Depuis enfant, je suis attaché aux grandes aventures, aux histoires à rebondissements, celles qui se passent au bout du monde ou à une autre époque. J’inventais mes propres histoires et réalisais des bandes dessinées artisanales avec mes crayons de couleur, mais à l’adolescence le cinéma a pris le pas sur la bande dessinée. J’ai dévoré une quantité folle de films, principalement avec le format VHS. J’étais fasciné par la narration, bien sûr, mais aussi par le “plan” en lui-même : le cadrage, la lumière qui éclaire le décor, les mouvements de caméra. Stanley Kubrick, Sergio Leone, Martin Scorsese, Steven Spielberg et bien d’autres m’envoûtaient. J’ai donc poursuivi mes études à Paris pour en apprendre davantage sur le cinéma, mais aussi la peinture et la photographie, auprès d’intervenants dans une école. Je réalise aujourd’hui des films courts en 3D pour les médias et poursuis mon envie d’aventures au travers de livres que j’écris et illustre.

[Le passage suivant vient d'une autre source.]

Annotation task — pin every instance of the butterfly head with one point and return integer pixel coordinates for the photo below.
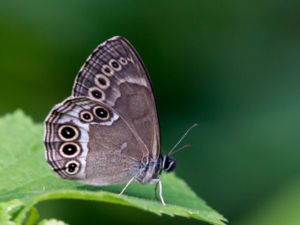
(168, 164)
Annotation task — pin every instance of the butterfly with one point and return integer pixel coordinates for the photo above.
(107, 131)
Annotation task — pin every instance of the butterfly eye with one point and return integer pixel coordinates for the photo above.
(72, 167)
(102, 81)
(86, 116)
(107, 70)
(69, 150)
(123, 61)
(101, 113)
(115, 65)
(97, 93)
(68, 133)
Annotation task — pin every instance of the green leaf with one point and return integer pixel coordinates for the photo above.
(26, 179)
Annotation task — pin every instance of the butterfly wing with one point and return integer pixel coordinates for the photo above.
(89, 141)
(115, 75)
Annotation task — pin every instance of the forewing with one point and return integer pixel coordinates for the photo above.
(115, 75)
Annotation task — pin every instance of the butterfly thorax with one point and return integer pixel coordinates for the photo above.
(150, 172)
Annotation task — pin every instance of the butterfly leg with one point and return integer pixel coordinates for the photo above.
(126, 186)
(159, 185)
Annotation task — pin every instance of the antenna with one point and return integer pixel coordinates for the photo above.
(173, 150)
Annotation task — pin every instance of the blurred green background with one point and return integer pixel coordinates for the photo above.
(231, 66)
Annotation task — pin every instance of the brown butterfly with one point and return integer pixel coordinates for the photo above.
(107, 132)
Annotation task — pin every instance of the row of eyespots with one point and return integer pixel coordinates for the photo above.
(107, 70)
(69, 133)
(69, 149)
(98, 112)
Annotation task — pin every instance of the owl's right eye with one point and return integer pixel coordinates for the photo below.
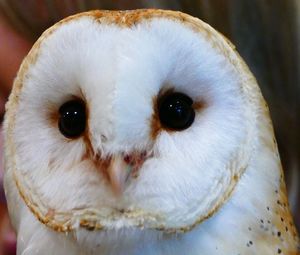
(72, 118)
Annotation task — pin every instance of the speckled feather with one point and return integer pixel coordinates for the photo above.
(251, 217)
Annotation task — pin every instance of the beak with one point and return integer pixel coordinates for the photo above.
(118, 172)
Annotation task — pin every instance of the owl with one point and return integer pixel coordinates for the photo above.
(142, 132)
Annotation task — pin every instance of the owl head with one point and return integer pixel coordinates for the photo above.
(129, 119)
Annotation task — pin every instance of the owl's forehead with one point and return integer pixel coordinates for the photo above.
(86, 52)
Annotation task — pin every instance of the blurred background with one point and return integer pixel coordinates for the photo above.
(265, 32)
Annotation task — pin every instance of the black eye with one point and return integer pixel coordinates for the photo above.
(72, 118)
(176, 111)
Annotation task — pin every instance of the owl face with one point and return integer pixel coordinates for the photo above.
(130, 119)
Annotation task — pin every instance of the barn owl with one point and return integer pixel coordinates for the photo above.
(142, 132)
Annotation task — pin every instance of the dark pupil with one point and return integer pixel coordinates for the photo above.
(72, 119)
(176, 111)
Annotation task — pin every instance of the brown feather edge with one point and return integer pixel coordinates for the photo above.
(127, 19)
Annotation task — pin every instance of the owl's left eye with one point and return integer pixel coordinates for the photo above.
(72, 119)
(176, 111)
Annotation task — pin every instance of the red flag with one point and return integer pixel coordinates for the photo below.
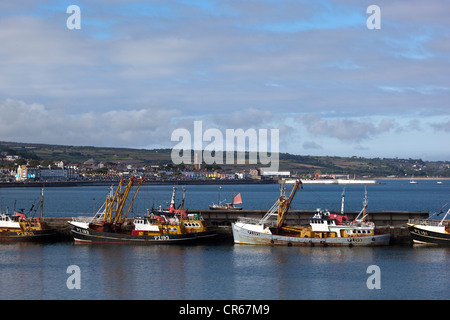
(237, 199)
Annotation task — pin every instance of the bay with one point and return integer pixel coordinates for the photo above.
(226, 272)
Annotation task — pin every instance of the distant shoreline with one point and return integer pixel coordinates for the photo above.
(44, 184)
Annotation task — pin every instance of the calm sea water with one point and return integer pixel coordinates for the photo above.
(223, 272)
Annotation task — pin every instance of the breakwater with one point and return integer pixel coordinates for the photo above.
(393, 222)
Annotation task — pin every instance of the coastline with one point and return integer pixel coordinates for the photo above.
(45, 184)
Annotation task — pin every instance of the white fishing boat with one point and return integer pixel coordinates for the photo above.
(430, 231)
(325, 228)
(237, 199)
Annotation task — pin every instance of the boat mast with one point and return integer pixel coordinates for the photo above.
(443, 219)
(284, 205)
(364, 209)
(42, 203)
(343, 199)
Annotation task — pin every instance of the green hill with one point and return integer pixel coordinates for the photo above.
(300, 164)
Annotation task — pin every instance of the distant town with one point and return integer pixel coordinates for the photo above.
(21, 162)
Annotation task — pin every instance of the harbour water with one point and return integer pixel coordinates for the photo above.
(225, 272)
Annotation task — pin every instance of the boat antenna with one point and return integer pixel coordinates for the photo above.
(42, 203)
(343, 200)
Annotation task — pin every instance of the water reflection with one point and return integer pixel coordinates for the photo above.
(29, 271)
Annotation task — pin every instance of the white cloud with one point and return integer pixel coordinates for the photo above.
(345, 129)
(133, 128)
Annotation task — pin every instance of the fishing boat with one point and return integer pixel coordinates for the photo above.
(110, 224)
(325, 228)
(237, 199)
(172, 209)
(19, 227)
(430, 231)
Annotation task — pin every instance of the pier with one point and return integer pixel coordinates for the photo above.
(393, 222)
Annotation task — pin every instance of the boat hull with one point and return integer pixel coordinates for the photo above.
(421, 235)
(92, 236)
(245, 236)
(28, 236)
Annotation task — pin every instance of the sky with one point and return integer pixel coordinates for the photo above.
(138, 70)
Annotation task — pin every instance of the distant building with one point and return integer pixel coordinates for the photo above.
(49, 173)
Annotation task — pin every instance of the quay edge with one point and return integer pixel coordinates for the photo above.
(393, 222)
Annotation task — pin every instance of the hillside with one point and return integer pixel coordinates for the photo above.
(301, 165)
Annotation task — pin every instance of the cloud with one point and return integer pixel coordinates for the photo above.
(233, 64)
(37, 123)
(441, 126)
(345, 129)
(311, 145)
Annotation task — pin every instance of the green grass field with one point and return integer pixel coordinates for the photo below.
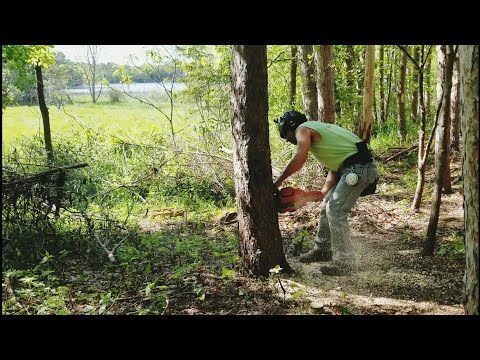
(131, 117)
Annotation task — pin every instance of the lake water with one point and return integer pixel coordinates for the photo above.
(132, 88)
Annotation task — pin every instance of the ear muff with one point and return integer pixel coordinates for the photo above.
(289, 120)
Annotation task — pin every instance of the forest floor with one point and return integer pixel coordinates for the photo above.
(392, 278)
(180, 267)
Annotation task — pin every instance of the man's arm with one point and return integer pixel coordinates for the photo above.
(329, 182)
(303, 146)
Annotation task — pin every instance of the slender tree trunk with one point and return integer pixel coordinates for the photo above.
(260, 239)
(382, 88)
(415, 75)
(45, 116)
(402, 126)
(446, 58)
(350, 108)
(293, 76)
(309, 85)
(325, 83)
(455, 107)
(470, 137)
(390, 81)
(366, 127)
(422, 152)
(428, 86)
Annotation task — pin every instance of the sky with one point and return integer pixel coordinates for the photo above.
(117, 54)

Avez-vous d’abord une histoire en tête que vous illustrez ensuite, ou les images précèdent-elles parfois le texte ?
À la naissance d’un livre, il y a pour moi, une ambiance à recréer, une époque. Dans le cas de mon livre sur Houdini, c’était l’Amérique de la fin du 19e et début du 20e. Ensuite me vient une intrigue, une histoire à raconter suffisamment forte pour tenir en haleine le lecteur, mais aussi moi-même, car la production d’un livre me prend plusieurs années. À partir de là, j’ai souvent des idées de plans qui me viennent et que je griffonne très simplement sur des bouts de papier. Je compose un petit dessin avec un éclairage et des valeurs de plans pour rendre une image puissante graphiquement, lisible et émotionnelle. Puis viennent les recherches, l’écriture et le storyboard. Pour Houdini, j’ai d’abord écrit et illustré les premiers chapitres pour voir si ça tenait la route, avant de retourner à l’écriture pour terminer l’histoire.
Quels illustrateurs ou auteurs de bande dessinée vous inspirent le plus aujourd’hui ?
Je serais toujours fidèle à mes trois aventuriers préférés : Tintin (Hergé), Corto Maltese (Hugo Pratt) et Blueberry (Jean Giraud) : les trois sont dessinés d’une manière différente, mais ils ont en commun une simplicité de trait ultra-efficace. J’ai des grands formats de Blueberry en taille réelle, c’est tellement beau ce travail de pinceau.
Mais pour Houdini, mon influence graphique était plus vintage. J’adore les peintres illustrateurs américains de la première moitié du 20e siècle : Norman Rockwell, Dean Cornwell, J.C. Leyendecker, Tom Lovell… Ce sont vraiment les peintres dont je voulais me rapprocher. Je ne voulais pas de cerné noir comme en bande dessinée. Je voulais que ça ressemble à des peintures américaines de l’époque. Et enfin, pour la narration, il y a trois auteurs qui m’inspirent plus que les autres, ce sont Alejandro Jodorowsky, Alan Moore et Ken Follett, qui parviennent toujours à surprendre le lecteur malgré les millions de livres déjà parus depuis l’antiquité.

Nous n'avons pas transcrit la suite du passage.